As a medical herbalist, the thought of taking essential oils internally scares me somewhat! I must admit I have not spent a lot of time studying essential oils, but from what I have learnt Essential oils are a complex compound, they are 100% more potent than a herbal tincture, and for me the very nature of how they work within your body requires the skill of a fully qualified aromatherapist (NZROHA) that fully understands the interactions and constituents of Essential oils.
What has me so concerned is the clearance times of these volatile oils from within the body, the way our body metabolises them, and stores them and the irritation they can cause to your mucus membrane and organs, for me leaves me thinking I would not take them internally unless the practitioner providing them fully outlines the risks associated with them.
Why do I feel this way? Essential oils are not as harmless as you think, you can’t just throw a few drops in some water or capsule and take daily and think all will be fine. They are a complex chemical compound that have a different composition to herbs that are extracted from the same plant. The most common phytochemical in essential oil is terpenes, sequiterpenses, alcohols, phenols, ethers, oxides lactones and coumarins. These are volatile oils, and your practitioner needs to understand the chemical composition of the oils, in order to understand how they work and are metabolised by your body.
Essential oils are absorbed, metabolised and excreted in a similar way to fat-soluble medicines, they have a short life span in the blood and are distributed to muscle and adipose tissues, they can bind with proteins and can take 72 to 120 hours to be metabolised. Most herbs and pharmaceutical drugs have a clearance time of 4-6 hours.
The biggest safety concern is the effects essential oils can have on organs such as liver, renal, cardiac disease, especially when it comes to elimination of the essential oil (your body clearing it out of your system). Essential oils that contain aldehyde, phenols, furocoumarins, can cause irritation to the eyes, mucous membrane and skin, high doses and prolonged use of essential oils should be avoided.
If you are having a bath it only takes 4-7drops of essential oil within the bath to be absorbed through your skin to have a therapeutic effect. That’s in a bath, so imagine how much one drop is having if taken internally. An example of the potency is one drop of peppermint essential oil is equivalent to 26-28 cups of peppermint tea. This is why it is so important to understand the safety associated with the use.

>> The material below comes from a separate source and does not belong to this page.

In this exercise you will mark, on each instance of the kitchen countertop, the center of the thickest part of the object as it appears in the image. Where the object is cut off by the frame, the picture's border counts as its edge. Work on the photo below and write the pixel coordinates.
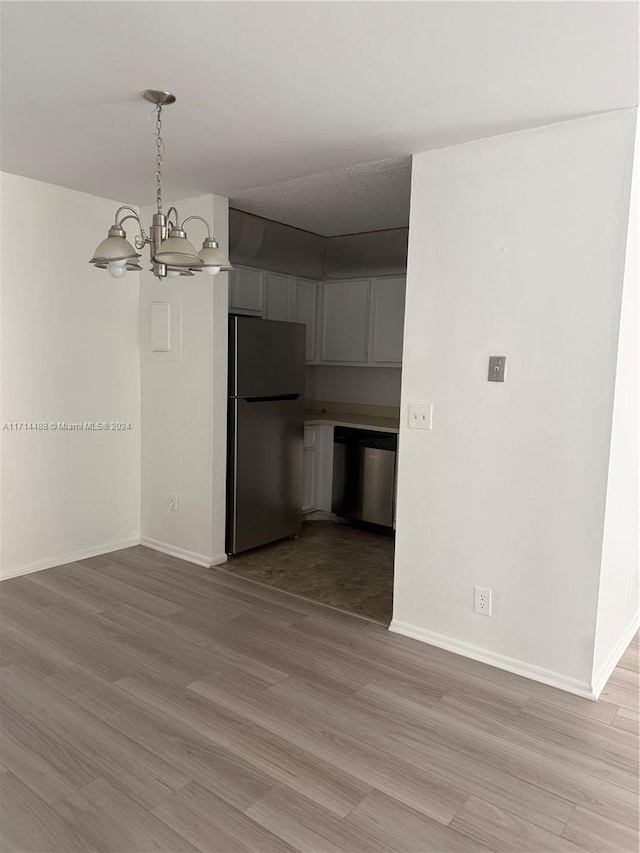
(348, 419)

If you are pregnant or have a pre-existing health condition be sure to advise your aromatherapist, if they are qualified and reputable, they will advise you of the risks and would avoid having you take the essential oil internally, as the risk of a serious adverse event is high, especially when ingesting. Using the same essential oil over a long period of time can lead to cumulative effect and cause sensitivity, such as irritation, eczema, allergies & inflammation.
When purchasing essential oils it is really important to check the label, make sure the oil is from a reputable source the label should contain the following:
Botanical name, species, chemotype of the plant from which the oil was extracted, or if it’s a blend for all of the oils in the blend. Part /s of the plant in which the essential oil was extracted, Country where the plants were grown, what the extraction method was as well as batch number, expiry date, storage precautions, and specific warnings.
If you are purchasing from an aromatherapist, check what professional association they belong to. In New Zealand it is NZROHA ( NZ Registrar of holistic aromatherapist) This ensures they meet the ethical professional standards for the practice of Aromatherapy, and the professional code of conduct.
Please be careful with ingesting essential oils and make sure you have been fully informed of the benefits and risks associated with using essential oils internally.
For me, I use essential oil externally, a few drops in a bath, and drops added to my balm and body creams, where they are binding with a fat and applied topically for slow absorption.
Your mobile naturopath Maree
Braun, L., & Cohen, M. (2015). Herbs & natural supplements: An evidence-based guide.
Ganora, L. (2009). Herbal constituents: Foundations of phytochemistry : a holistic approach for students and practitioners of botanical medicine. Louisville, CO: Herbalchem Press.
Tisserand, R., & Young, R. (2014). Essential oil composition. Essential Oil Safety, 5-22. doi:10.1016/b978-0-443-06241-4.00002-3
Tisserand, R., Young, R., & Williamson, E. M. (2015). Essential oil safety: A guide for health care professionals. Edinburgh [etc.: Churchill Livingstone/Elsevier.